Another object of interest is the Aiguille, a Roman obelisk seventy-six feet high. There is a square base, pierced by arches in each face, and the obelisk, or pyramid rather, stands on this. It is not very beautiful, but it is worth examining. It is thought that the monument to Marius at Pourrières was somewhat similar.

The cathedral of Vienne is of sandstone, and has decayed accordingly. The west end, which was very rich, and is rich still, has suffered from corrosion in the upper part; but a firmer, less friable sandstone was fortunately employed for the lower stage, in which is the richest sculpture, and that is fairly perfect. Murray pooh-poohs this west front: "It is rich in flamboyant ornaments, but they are clumsy and without delicacy." The sculpture was adapted to the material, and any other would not have looked well. After the severe and bald west fronts in Provence, I was disposed, I suppose, to be pleased with the rich façade at Vienne. I confess that "clumsy and without delicacy" though it might be, I thoroughly enjoyed it. But that façade caught me quite by my weak point. There is a central doorway, and one into each aisle, and round the archways into these lateral doors are sculptured angels playing upon musical instruments. As I have told the reader, ancient forms of musical instruments are my hobby, or rather one of my hobbies. I at once pulled out my sketch-book and drew them; there are angels with fiddles, angels with viols—no, not hurdy-gurdys!—but twanged with the fingers, angels with pipes and horns, one with a harp, two with portable organs of ten pipes in each, two angels with bagpipes with single drones. Conceive of a salutation on bagpipes from the celestial choir! An angel plays the cymbals, and another with a plectrum strikes a metal disc.

The interior of the cathedral is remarkable for the peculiarly fine sculpture of the capitals of the pillars. The foliage is of exquisite loveliness and variety; but over the transept door is a very Brueghel creation of horrors—in fact, the zodiacal signs worked up together into a nightmare.

A church of remarkable interest in Vienne is S. André-le-Bas; it has in it two Roman marble Corinthian columns supporting the arch of the apse, and a Corinthian capital used as a font.

The situation of Vienne is remarkable, it resembles one of the towns on the Rhine, where the river is contracted among hills.

The mountains rise immediately behind the city, and are crowned with old castles. The space between the river and the bases of the heights is small, and the city is somewhat cramped accordingly. But the Gère issues from the hills on the north, and gives some scope for the suburbs of the old town to creep up its banks.

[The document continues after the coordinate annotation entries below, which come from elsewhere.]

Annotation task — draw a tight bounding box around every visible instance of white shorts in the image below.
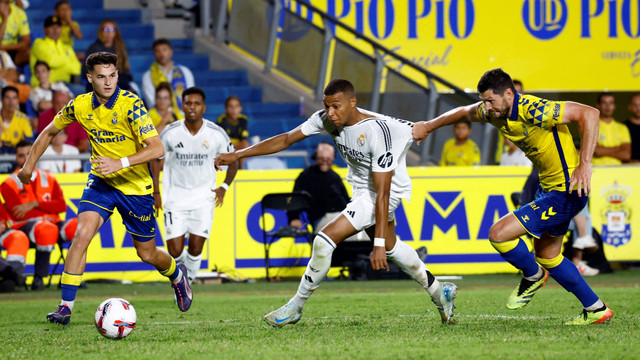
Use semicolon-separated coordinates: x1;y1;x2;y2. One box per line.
342;188;402;231
164;203;214;240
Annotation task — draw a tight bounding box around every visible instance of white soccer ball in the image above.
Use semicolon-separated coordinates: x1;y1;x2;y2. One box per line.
95;298;136;340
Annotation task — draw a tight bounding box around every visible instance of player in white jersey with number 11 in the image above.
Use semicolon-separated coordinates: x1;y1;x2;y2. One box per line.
151;87;238;283
216;79;457;327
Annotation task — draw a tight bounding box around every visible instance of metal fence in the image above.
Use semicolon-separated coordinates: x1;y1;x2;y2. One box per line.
200;0;495;164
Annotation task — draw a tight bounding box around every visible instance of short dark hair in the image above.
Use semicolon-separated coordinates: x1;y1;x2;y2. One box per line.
182;86;207;101
151;38;173;49
478;68;516;95
596;91;616;104
324;79;356;96
2;85;19;99
224;95;242;108
85;51;118;71
53;0;71;10
16;139;33;149
33;60;51;71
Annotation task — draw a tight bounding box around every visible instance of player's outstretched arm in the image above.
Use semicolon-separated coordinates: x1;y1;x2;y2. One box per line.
215;126;307;171
413;102;481;145
370;171;393;271
91;136;164;175
562;101;600;196
211;161;238;207
18;121;61;184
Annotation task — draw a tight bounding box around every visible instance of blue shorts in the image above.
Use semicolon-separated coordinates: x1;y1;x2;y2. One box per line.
513;187;589;238
78;174;156;241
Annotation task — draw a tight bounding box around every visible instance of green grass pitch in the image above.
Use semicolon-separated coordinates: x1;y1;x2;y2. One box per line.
0;270;640;360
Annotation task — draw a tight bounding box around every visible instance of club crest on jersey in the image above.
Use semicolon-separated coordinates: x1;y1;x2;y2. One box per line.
378;151;393;169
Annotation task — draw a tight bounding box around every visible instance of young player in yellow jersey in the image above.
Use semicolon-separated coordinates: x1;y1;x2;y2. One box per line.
440;120;480;166
18;52;192;325
413;69;613;325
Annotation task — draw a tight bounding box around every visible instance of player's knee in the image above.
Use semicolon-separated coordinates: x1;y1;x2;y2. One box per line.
33;221;58;247
3;230;29;258
60;218;78;241
313;233;336;258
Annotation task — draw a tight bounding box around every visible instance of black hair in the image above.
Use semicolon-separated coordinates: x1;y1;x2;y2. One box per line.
151;38;173;49
2;85;19;99
53;0;71;10
224;95;242;108
478;68;516;95
324;79;356;97
182;86;207;102
33;60;51;71
85;51;118;71
596;92;615;104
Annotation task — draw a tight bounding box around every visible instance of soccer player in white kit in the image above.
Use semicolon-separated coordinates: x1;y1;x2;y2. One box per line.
152;87;238;283
216;79;457;328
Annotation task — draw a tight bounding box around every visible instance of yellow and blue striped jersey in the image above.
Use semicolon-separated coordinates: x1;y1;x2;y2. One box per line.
440;138;480;166
0;110;33;147
53;87;158;195
476;93;580;191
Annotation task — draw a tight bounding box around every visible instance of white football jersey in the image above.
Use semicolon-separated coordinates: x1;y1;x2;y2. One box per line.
301;108;413;199
160;119;233;210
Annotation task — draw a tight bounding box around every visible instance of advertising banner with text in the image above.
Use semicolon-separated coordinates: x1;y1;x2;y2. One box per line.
2;166;640;281
280;0;640;91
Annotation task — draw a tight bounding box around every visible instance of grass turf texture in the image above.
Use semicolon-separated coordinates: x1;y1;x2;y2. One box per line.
0;270;640;359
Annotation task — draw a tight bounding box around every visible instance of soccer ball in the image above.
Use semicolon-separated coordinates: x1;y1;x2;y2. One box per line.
95;298;136;340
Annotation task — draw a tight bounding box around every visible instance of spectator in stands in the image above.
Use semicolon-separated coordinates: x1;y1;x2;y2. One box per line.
217;95;249;169
29;60;73;114
0;202;29;293
0;0;31;66
625;93;640;163
591;93;631;166
217;95;249;150
142;39;195;109
287;142;349;231
440;120;480;166
30;16;81;87
500;138;533;166
54;0;83;48
38;130;82;174
82;19;138;94
38;91;89;153
0;141;78;290
0;86;33;149
149;82;184;134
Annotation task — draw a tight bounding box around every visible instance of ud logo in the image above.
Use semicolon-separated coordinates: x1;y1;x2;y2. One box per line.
378;151;393;169
522;0;568;40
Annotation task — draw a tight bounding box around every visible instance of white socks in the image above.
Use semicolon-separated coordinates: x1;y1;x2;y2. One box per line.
387;240;440;298
181;252;202;284
291;232;336;307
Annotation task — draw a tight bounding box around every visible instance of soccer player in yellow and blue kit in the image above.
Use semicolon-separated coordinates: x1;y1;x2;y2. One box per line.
18;52;192;325
413;69;613;325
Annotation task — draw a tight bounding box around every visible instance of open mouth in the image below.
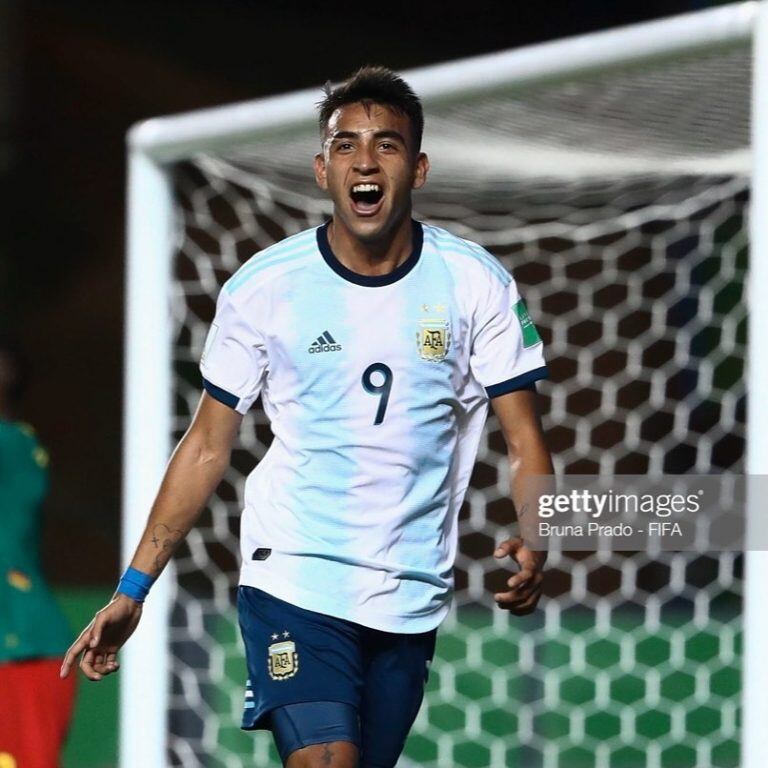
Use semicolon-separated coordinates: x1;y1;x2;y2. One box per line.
349;184;384;216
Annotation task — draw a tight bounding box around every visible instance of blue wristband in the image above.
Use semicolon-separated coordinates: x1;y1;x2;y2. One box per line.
117;568;155;603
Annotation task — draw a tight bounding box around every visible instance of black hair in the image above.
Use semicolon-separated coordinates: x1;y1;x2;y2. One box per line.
317;66;424;152
0;336;30;404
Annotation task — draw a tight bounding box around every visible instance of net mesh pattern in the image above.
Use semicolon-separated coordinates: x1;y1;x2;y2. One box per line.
169;40;749;768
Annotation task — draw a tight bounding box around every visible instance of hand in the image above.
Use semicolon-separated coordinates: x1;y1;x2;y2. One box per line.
493;538;547;616
59;593;142;680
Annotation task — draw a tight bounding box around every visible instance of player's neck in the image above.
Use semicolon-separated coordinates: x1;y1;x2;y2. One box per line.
328;211;413;275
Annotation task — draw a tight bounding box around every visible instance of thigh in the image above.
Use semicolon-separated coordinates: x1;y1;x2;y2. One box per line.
237;586;363;730
360;630;437;768
270;701;360;768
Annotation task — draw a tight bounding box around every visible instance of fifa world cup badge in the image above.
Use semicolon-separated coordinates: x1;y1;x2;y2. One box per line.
416;320;451;363
267;640;299;680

Vienne is one of the most ancient towns of Gaul, it was the capital of the Allobroges; it claims as the founder of the Church there Crescens, disciple of S. Paul. Crescens, it will be remembered, was sent by Paul into Galatia. That was quite sufficient for these Gallic enthusiasts, who desired to give to the French bishoprics Apostolic founders. They supposed that Galatia was a slip of the pen for Gallia, and argued, if to Gallia, then to Vienne, the most ancient and important city therein, q.e.d. But no bishop of Vienne appears fixed with any certainty before Verus, who attended the Council of Arles in A.D. 314. It is, however, quite certain that the Church was founded there before A.D. 150; for one of the most precious and authentic records of the early Church we have is the letter written by the Vienne Christians to those of the East, recording the martyrdom of the bishop Pothinus of Lyons.

It used to be said of the old Gallo-Roman city that its wealth was so great that the streets were paved with mosaic. Now one would be thankful for a bit that was smooth. The pavement is almost as bad as that of Arles.